What students should know about SU President Dr. Janet Dudley-Eshbach’s mini State of the University speech

BY KAYDEE JONES
Gull Life Editor

When the president of the university addresses the public, people tend to listen.
Students, faculty and media piled into the Perdue auditorium on Wednesday afternoon to attend a town hall meeting hosted by Salisbury University President Janet Dudley-Eshbach. Throughout her talk, President Dudley-Eshbach focused on the themes of building the university’s excellence and building the community on and off campus.
Here’s a few things she brought up that students should know about.untitled3.png
1. Modest enrollment growth
Currently Salisbury University has an enrollment total of about 8,700 students. President Dudley-Eshbach proposed the idea of increasing the enrollment total of the university.
She emphasized that the increase would not be major (hence “modest”), because she does not want students to feel like just a number.
But a slight increase in enrollment total could give staff a boost in pay.
It could also open the doors of the university to more students. SU has about a 50 percent acceptance rate according to the president, and last fall the school accepted just 1,189 students from 8,389 applications.
President Dudley-Eshbach voiced some concern that the university may be turning away students who deserve to, and should, go to school here.

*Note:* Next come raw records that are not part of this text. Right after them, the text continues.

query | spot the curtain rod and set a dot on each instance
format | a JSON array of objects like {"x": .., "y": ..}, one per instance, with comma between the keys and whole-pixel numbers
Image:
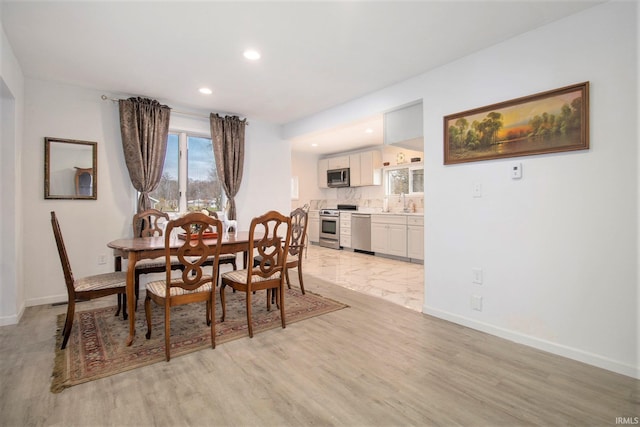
[{"x": 184, "y": 113}]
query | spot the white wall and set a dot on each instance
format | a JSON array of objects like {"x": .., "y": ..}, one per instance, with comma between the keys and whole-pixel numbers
[
  {"x": 12, "y": 299},
  {"x": 71, "y": 112},
  {"x": 559, "y": 248}
]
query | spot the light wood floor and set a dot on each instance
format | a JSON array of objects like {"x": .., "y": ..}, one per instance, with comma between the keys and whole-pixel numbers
[{"x": 375, "y": 363}]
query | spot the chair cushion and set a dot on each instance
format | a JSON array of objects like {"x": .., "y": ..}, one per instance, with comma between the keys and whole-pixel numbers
[
  {"x": 156, "y": 262},
  {"x": 240, "y": 276},
  {"x": 101, "y": 281},
  {"x": 158, "y": 288}
]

2. Increases in financial aid and tuition
SU has an average 11.7 percent discounted tuition, which is the lowest of all Maryland public universities. This is the No. 1 reason why students don’t come to SU, according to the president, because other schools are simply offering them way more financial aid.
To combat this, President Dudley- Eshbach suggested an arrangement in which all financial aid in the university system was compiled into one place, and money could be given to students individually. It would follow them from school to school and that way, financial aid wouldn’t be depended on how much a specific institution could afford to give.

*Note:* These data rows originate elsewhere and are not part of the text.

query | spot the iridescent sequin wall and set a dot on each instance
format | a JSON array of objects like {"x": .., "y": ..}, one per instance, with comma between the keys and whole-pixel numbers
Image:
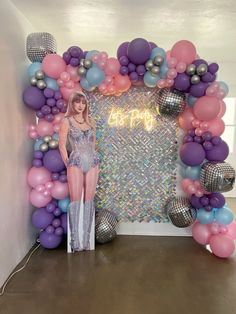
[{"x": 138, "y": 154}]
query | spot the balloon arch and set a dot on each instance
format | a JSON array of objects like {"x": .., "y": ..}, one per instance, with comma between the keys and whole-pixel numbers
[{"x": 187, "y": 89}]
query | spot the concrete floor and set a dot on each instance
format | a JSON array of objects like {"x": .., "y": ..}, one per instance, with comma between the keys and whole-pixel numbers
[{"x": 131, "y": 275}]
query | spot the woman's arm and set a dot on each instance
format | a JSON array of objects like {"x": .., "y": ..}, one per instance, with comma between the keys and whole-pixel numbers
[{"x": 63, "y": 139}]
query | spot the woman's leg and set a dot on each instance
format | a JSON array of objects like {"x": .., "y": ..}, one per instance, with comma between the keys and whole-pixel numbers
[
  {"x": 91, "y": 179},
  {"x": 75, "y": 179}
]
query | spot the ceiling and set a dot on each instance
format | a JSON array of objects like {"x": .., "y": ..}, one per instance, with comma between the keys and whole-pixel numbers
[{"x": 104, "y": 24}]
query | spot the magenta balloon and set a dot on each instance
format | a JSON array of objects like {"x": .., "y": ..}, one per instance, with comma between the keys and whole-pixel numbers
[{"x": 139, "y": 51}]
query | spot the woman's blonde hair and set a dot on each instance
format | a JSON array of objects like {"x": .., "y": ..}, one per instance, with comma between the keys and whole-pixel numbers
[{"x": 71, "y": 109}]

But unfortunately, she said a system like this would be very difficult to make a reality because it’s highly political.
But on the brighter side, Gov. Larry Hogan is expected to approve a 2017 fiscal budget in which tuition increases are limited to two percent.
3. General education requirements
General education requirements haven’t changed in 40 years, Dudley-Eshbach said. The university is currently working on new gen-ed requirements in order to provide students with ways to talk and learn about more diverse issues.
4. Campus infrastructure
SU’s brand new athletic facility, Sea Gull Stadium, is set to open in March. Dudley-Eshbach emphasized that the university has to find a way to get our students “jazzed” about athletics, and promptly announced that responsible tailgating will be permitted when the new stadium opens.

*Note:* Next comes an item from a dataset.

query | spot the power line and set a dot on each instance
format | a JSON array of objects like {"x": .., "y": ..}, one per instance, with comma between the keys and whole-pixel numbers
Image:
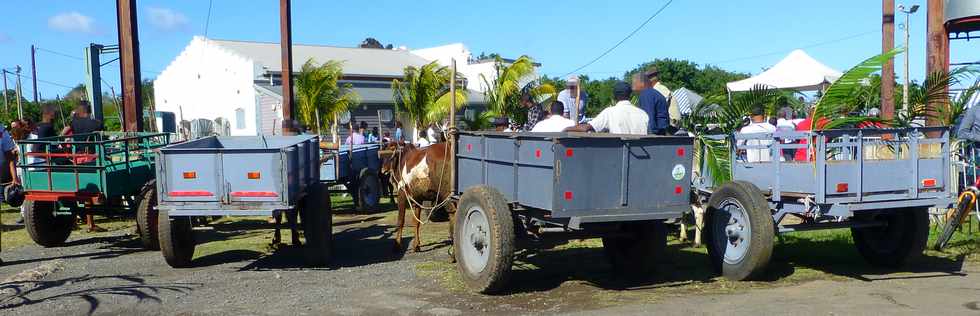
[{"x": 638, "y": 28}]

When talking about the new Guerrieri Academic Commons, the president mentioned that she has been met with concerns about if money for such projects comes out of student’s tuition.
It does not. In fact, it comes out of a completely separate budget.
There is an operating budget which pays salaries, benefits such as technology and expenses such as lighting and water, this is where student fees go. The other budget is a capital budget which covers things like building projects.
The budgets are completely separate and can’t overlap.
There are also plans for facility renewal. President Dudley-Eshbach specifically named dorm building St. Martin’s and Chesapeake apartments as two areas that need to be refurbished.